Apollinaire Prize | Denise Desautels Grand Prize Winner

Huge honor for Quebec poetry! Montreal poet Denise Desautels has just received the prestigious Apollinaire Prize in Paris for her most recent collection, Disappear: around 11 works by Sylvie Cottonpublished here at Le Noroît and, in France, by the publishing house L’herbe qui tremble.

Posted at 3:34 p.m.

Mario Cloutier
Special Collaboration

Denise Desautels becomes only the second poet from Quebec, and the first Quebecer, to win the Prix Apollinaire. Gaston Miron received it in 1981 for his famous collection The raped manfirst published by Presses de l’Université de Montréal in 1970, then in France by Maspero.

In one year, various honors highlighted the illustrious career of Denise Desautels, who has published some thirty collections of poetry since 1975, as well as signed several artists’ books. Last fall, his collections The dark angle of joy (2011) and From which sometimes emerges an arm of the horizon (2017) entered the prestigious Poésie/Gallimard collection.

The poet, who knows how to “reinvent the heart and its beat with each sentence”, has been awarded some fifteen prizes since her debut, including the Grand Prize at the Trois-Rivières Poetry Festival (Lessons from Venice and Without you, I wouldn’t have looked so high), the Governor General’s Award (The leap of the angel) and the Athanase-David prize for his entire body of work.

His collection Vanish was inspired by 11 works by interdisciplinary artist Sylvie Cotton. The texts of this project designed for the journal Relationships in 2017-2018 have been revamped to create what is proving to be a model of fusion between poetry and the visual arts.

In a dazzling language, the poet intertwines the fire that consumes her with the pictorial works. Denise Desautels has always contemplated the end of existence with her eyes open, while dreaming of seeing the blue sky. She remains this rebel with a cause: to describe pain in order to transcend it.

Apollinaire Prize

The jury’s choices for the Apollinaire prize, known as French poetry and the French-speaking world, are made on the basis of the “originality and modernity” of the collections.
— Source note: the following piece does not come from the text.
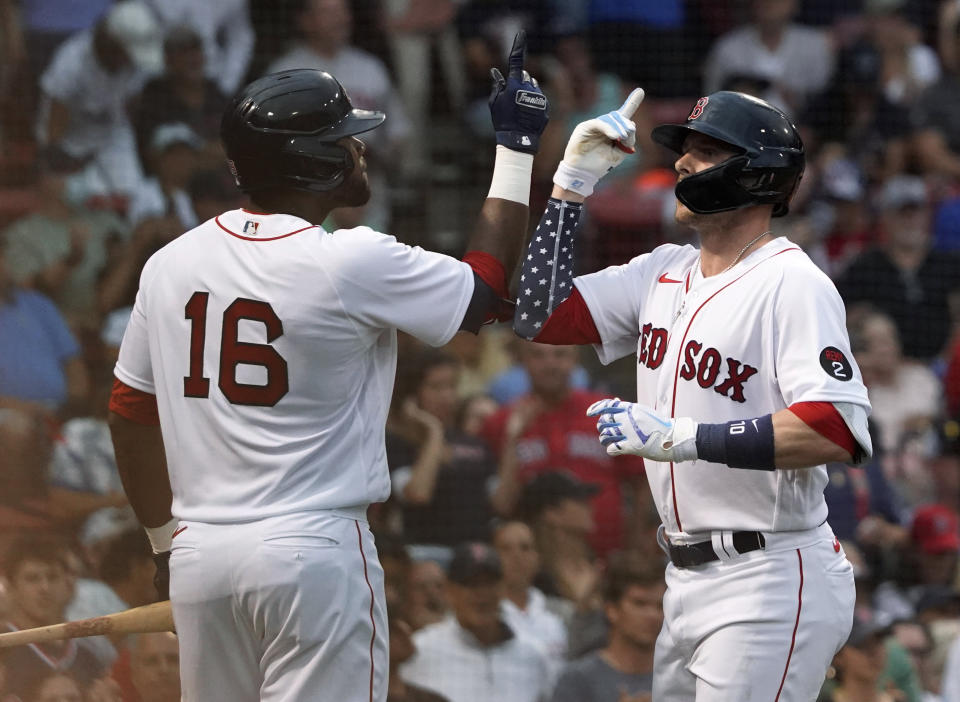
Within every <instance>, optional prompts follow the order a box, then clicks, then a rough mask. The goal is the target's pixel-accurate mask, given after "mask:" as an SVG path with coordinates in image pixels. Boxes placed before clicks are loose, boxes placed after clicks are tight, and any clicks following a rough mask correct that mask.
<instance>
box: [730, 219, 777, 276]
mask: <svg viewBox="0 0 960 702" xmlns="http://www.w3.org/2000/svg"><path fill="white" fill-rule="evenodd" d="M767 234H773V232H772V231H770V230H767V231H765V232H762V233H761V234H760V235H759V236H758V237H757V238H755V239H753V240H751V241H750V242H749V243H748V244H747V245H746V246H744V247H743V248H742V249H740V253H738V254H737V257H736V258H735V259H733V262H731V264H730V265H729V266H727V267H726V268H724V269H723V270H722V271H720V273H719V274H718V275H723V274H724V273H726V272H727V271H728V270H730V269H731V268H733V267H734V266H735V265H737V261H739V260H740V257H741V256H743V254H745V253H746V251H747V249H749V248H750V247H751V246H753V245H754V244H756V243H757V242H758V241H760V240H761V239H762V238H763V237H765V236H766V235H767Z"/></svg>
The list of 10 finalists, including Denise Desautels’ book, was announced last June.

Established in 1941, this famous award has been attributed in the past to poets such as Pierre Seghers, Claude Roy, Léopold Sédar Senghor, Vénus Khoury-Ghata, Bernard Chambaz, René Depestre, Linda Maria Baros and Jean-Pierre Siméon who now chairs the jury.

The award ceremony has taken place since 2016 at the literary café Les Deux Magots, in Paris, where the poet Guillaume Apollinaire used to live. The jury has also been awarding a Discovery Prize for several years.